Anja Niedringhaus a été une brillante et très professionnelle photographe de l’Agence A.P.(Associated Press), la première photographe allemande à recevoir le Prix Pulitzer pour son reportage en Irak. Malheureusement, elle sera tuée par balle à bout portant, alors qu’elle se trouvait dans sa voiture avec sa collègue Kathy Gannon (qui sera grièvement blessée) à Banda Khel , en Afghanistan, par un policier alors qu’elle couvrait les élections présidentielles de 2014. Elle meurt sur le coup à l’âge de 48 ans.

Nombreux furent celles et ceux qui rendront hommage à son travail ,à son courage, sa gentillesse, à ce rire communicatif qu’ils appréciaient tant. Elle n’a jamais hésité à affronter les situations les plus dangereuses qui se présentaient à elle, et s’est toujours investie à fond. « Je pense que la peur est importante. Une certaine peur que je peux évaluer. Je ne veux pas être un Rambo et dire  » je n’ai pas peur « . Bien sur que j’ai peur, mais j’ai appris à bien me connaitre ces vingt dernières années. Donc je sais comment réagir dans des situations dangereuses. Je ne deviens pas hystérique, je devient juste très, très calme. Et je pense que la peur, une certaine peur fondamentale, est vitale. »

La passion de la photo lui est venue très tôt lorsqu’elle n’avait que 12 ans. Elle est douée, tellement douée qu’on lui confie un premier reportage à l’âge de 17 ans ! Après quoi, elle poursuivra des études de langue et littérature allemande, ainsi que de philosophie et journalisme à Göttingen. Parallèlement, elle continue la photographie. C’est pour elle qu’elle abandonnera ses études six ans plus tard.

Elle décidera de ne se consacrer qu’à sa passion et entrera à l’European Pressphoto Agency faisant d’elle la première femme engagée dans l’agence à 24 ans. Son envie la plus forte : être envoyée en mission sur un conflit.
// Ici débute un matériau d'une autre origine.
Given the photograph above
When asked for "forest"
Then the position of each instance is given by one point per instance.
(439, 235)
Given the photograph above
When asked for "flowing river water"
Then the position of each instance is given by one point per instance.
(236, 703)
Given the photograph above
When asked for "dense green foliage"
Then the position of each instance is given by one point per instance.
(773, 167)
En 1992, la guerre du Kosovo va lui permettre de réaliser son rêve. Elle va devoir beaucoup insister pour qu’on accepte de la laisser partir, mais elle finira par le faire. Même si elle n’a aucune expérience, elle va pourtant s’avérer tout à fait à l’aise au sein de son équipe.

Elle va vite se trouver projeter au milieu de la violence de la guerre, de la mort. Au travers de ce chaos, elle arrivera à saisir des brides d’espoir, le sourire d’un enfant ou un autre signe d’humanité et d’optimisme. Elle sera grièvement blessée par une voiture de police. Un accident qui ne mettra nullement fin à son envie de retourner en mission : ce sera chose faite quelques mois plus tard en Albanie.
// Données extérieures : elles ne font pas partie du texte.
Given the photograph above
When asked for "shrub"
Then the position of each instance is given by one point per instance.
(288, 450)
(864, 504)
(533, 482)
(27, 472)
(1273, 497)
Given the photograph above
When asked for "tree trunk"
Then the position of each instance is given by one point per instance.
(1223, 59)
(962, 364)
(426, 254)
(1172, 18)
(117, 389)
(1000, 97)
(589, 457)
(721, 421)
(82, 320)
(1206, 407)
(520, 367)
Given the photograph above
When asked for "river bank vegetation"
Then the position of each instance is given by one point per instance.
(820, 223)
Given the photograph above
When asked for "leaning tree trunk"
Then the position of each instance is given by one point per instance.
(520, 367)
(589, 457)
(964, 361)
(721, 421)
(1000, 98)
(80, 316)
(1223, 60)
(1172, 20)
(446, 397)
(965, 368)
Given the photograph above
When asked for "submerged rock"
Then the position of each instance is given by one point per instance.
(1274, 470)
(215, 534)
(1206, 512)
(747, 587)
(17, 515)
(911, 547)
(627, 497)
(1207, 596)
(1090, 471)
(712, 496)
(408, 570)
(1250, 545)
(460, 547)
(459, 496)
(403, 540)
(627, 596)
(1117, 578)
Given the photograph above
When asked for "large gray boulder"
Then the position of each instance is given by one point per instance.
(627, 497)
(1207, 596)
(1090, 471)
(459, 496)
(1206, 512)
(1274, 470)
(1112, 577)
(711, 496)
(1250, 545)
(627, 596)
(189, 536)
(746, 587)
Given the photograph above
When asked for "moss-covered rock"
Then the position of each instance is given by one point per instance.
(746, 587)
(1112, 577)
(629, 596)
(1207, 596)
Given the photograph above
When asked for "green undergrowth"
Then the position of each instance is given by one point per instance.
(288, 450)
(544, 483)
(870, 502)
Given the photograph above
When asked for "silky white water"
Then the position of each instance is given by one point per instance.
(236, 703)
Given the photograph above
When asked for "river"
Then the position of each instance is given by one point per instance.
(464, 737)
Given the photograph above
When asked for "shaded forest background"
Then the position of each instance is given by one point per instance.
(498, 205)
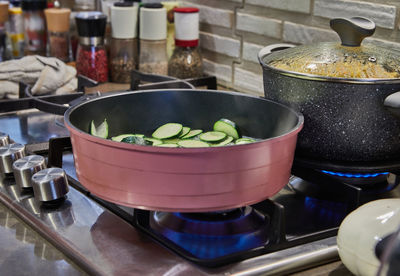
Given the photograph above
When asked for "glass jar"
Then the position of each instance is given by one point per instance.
(58, 33)
(185, 63)
(59, 45)
(16, 32)
(91, 62)
(153, 57)
(3, 46)
(35, 27)
(123, 59)
(91, 56)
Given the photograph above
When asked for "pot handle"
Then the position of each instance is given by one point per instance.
(392, 103)
(273, 48)
(353, 30)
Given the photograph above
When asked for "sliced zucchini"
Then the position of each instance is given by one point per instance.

En 2002, sa collaboration avec l’European Pressphoto Agency prendra fin. Elle rejoindra alors l’Associated Press, une des plus grandes agences mondiales. Elle se rendra dans les zones les plus dangereuses : Irak, Afghanistan, Palestine, Lybie, Irak. Elle va très souvent travailler aux côtés des soldats, ce qui non seulement n’est pas facile, mais l’expose à de grands dangers. Ses clichés mettent aussi en évidence leur vie sur le front, leur stress permanent, leur fatigue. Elle se tient auprès d’eux sans les déranger mais en les respectant.

Elle n’hésite pas, également, à se lier avec les habitants des villages qu’elle traverse, partager un repas ou un simple thé avec eux, et photographier ces humains, leur quotidien, et leur souffrance face à la guerre. Pour elle son travail a pour but de montrer au monde un autre visage de la guerre, avec des enfants qui jouent malgré tout face à toutes ces horreurs.
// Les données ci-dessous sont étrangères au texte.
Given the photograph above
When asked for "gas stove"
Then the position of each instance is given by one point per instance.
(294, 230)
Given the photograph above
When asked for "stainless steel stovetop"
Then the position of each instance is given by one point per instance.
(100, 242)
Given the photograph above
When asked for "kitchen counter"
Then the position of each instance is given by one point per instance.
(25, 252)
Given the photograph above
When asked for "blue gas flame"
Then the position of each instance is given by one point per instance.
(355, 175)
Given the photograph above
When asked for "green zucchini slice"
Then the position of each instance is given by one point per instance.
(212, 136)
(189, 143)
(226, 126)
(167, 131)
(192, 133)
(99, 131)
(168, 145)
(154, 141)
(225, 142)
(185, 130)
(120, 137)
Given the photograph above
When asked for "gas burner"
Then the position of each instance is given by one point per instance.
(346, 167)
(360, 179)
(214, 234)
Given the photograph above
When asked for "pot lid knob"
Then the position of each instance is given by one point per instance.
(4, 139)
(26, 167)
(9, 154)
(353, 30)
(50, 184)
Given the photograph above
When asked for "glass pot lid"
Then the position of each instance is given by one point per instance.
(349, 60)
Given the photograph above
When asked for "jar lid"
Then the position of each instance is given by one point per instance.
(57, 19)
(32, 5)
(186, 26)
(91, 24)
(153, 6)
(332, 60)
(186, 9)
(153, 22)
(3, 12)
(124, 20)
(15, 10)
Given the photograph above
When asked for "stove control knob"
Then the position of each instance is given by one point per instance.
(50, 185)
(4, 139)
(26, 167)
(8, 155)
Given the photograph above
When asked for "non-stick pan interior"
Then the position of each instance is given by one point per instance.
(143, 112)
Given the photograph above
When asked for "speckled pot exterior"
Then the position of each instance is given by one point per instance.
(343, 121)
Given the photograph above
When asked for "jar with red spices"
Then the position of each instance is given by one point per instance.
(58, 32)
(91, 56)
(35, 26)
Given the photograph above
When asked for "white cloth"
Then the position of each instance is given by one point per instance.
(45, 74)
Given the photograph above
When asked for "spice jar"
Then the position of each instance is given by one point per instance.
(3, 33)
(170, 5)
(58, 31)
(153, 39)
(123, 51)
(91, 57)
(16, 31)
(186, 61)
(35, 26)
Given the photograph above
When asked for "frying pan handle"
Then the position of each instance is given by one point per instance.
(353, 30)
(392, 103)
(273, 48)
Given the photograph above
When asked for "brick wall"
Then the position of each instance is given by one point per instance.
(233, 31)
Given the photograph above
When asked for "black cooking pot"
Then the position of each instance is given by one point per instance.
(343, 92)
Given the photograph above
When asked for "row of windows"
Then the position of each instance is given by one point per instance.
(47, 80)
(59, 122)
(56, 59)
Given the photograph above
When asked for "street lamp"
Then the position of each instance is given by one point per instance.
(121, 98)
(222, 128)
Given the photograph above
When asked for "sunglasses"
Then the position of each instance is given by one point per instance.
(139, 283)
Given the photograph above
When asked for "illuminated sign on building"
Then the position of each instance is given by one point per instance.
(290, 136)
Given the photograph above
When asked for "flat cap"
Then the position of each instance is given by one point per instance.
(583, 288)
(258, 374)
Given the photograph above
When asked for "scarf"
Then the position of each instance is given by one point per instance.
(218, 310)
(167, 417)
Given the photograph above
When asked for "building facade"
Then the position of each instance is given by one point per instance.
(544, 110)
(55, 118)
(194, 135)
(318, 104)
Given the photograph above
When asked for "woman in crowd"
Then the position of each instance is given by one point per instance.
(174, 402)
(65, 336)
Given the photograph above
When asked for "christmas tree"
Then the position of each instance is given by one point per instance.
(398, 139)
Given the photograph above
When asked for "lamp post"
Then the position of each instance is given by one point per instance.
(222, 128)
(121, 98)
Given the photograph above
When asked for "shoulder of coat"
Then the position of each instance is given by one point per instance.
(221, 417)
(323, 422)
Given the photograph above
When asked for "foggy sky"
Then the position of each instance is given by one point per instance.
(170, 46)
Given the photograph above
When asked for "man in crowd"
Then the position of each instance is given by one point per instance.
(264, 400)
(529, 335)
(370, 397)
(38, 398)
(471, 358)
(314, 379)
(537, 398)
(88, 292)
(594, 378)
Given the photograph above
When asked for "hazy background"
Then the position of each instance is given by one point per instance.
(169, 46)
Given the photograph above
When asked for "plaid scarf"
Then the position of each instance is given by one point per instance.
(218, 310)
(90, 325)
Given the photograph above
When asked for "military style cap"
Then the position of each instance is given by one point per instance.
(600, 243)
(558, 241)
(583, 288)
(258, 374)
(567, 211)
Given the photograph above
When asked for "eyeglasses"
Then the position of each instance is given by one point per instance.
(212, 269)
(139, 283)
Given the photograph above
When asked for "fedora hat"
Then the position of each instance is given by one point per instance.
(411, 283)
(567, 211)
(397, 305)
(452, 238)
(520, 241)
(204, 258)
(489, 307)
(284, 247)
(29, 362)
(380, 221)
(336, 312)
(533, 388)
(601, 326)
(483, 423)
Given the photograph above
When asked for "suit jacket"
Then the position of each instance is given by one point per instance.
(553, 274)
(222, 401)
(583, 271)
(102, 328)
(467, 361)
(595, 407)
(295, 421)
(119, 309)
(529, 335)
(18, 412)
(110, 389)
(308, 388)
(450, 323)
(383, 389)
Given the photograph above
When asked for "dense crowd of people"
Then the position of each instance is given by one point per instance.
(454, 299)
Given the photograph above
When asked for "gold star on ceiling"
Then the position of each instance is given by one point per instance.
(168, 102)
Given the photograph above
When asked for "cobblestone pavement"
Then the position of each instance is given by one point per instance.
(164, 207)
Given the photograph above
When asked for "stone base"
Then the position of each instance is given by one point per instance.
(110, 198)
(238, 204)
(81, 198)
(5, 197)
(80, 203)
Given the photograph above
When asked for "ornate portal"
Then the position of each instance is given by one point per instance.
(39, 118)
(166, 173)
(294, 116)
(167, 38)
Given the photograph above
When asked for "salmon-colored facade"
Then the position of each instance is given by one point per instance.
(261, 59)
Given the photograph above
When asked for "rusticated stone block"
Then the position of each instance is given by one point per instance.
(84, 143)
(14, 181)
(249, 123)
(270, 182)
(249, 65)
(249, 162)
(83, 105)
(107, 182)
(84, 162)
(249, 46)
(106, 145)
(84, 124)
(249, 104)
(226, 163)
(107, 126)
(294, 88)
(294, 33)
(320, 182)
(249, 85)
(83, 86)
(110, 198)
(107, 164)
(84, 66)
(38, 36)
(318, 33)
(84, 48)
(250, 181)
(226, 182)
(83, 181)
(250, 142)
Elle sera à nouveau blessée par des éclats d’obus en Afghanistan, sera rapatriée en Allemagne, mais retournera sur le terrain dès qu’elle le pourra. Elle n’a eu cesse de vouloir toujours retourner dans ce pays où malheureusement elle perdra la vie en 2014.

La photographie de guerre a couvert une grande partie de son travail, mais pas que. Elle s’est intéressée à d’autres sujets comme les Jeux Olympiques par exemple. Elle a reçu de nombreux prix tout au long de sa carrière.